EN DÜŞÜK ORTALAMA YENİ BAŞLAYAN ÖĞRETMENLERDE
Analiz sonuçlarına bakıldığında, öğretmen açığı yaşamayan okulların öğrencilerinin bütün alanlardaki ortalaması, öğretmen açığı yaşayan okulların ortalamasından daha yüksek çıktı. Çalışma süresi üzerinden yapılan değerlendirmede öğretmenin çalışma süresi arttıkça öğrencilerin ortalama puanlarının da artma eğilimi içinde olduğu belirlendi. Ortalaması en yüksek olan öğrenciler, çalışma süresi 26 yıl ve üzeri olan öğretmenlerin, en düşük ortalaması olan öğrenciler ise 1-5 yıl çalışma süresine sahip öğretmenlerin oldu. Eğitim durumu ve mesleki doyum arasındaki ilişki incelendiğinde, öğretmenlerin eğitim durumu yükseldikçe mesleki doyumlarının düştüğü görüldü. Ön lisans mezunu öğretmenlerin mesleki doyum indeks puan ortalamaları, lisans mezunu öğretmenlerden yüksek çıktı. Çalışma süresi ve mesleki doyum arasındaki ilişkiye bakıldığında ise, mesleğin ilk yıllarından başlayarak çalışma süresi attıkça mesleki doyumun azaldığı ve en düşük noktaya 11-15 yıl kıdeme sahip öğretmenlerde ulaştığı tespit edildi.
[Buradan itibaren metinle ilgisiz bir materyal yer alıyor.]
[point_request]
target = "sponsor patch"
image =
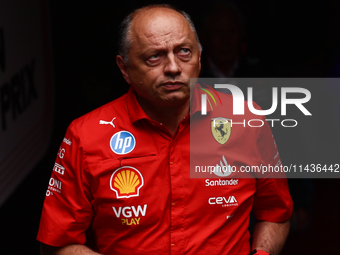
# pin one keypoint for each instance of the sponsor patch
(122, 142)
(68, 142)
(221, 129)
(126, 182)
(59, 168)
Daha sonra mesleki doyumun tekrar artmaya başladığı, en yüksek ortalama değerine ise 26 yıl ve üstü kıdeme sahip öğretmenlerde ulaştığı belirlendi.
TEK ÇOCUKLU AİLELER DAHA ÇOK DESTEK VERİYOR
Sınıf öğretmenliğinden mezun olan öğretmenlerin öğrencilerinin ortalama puanlarının diğer alanlardan mezun öğretmenlerin öğrencilerinkinden daha yüksek olduğu görüldü. Okul yöneticileri açısından yapılan değerlendirmede ise; en az bir mesleki etkinliğe katılan yöneticilerin okullarının puan ortalaması, hiç etkinliğe katılmayan yöneticilerin okullarının ortalamalarından daha yüksek çıktı. Ailenin destekleyici tutumuna ilişkin ortalama puanlara bakıldığında, en yüksek ortalamanın tek çocuk olan ailelerde gözlendiği ortaya çıktı. Ailenin destekleyici tutumuna ilişkin indeks puanları evdeki çocuk sayısı yükseldikçe düştü.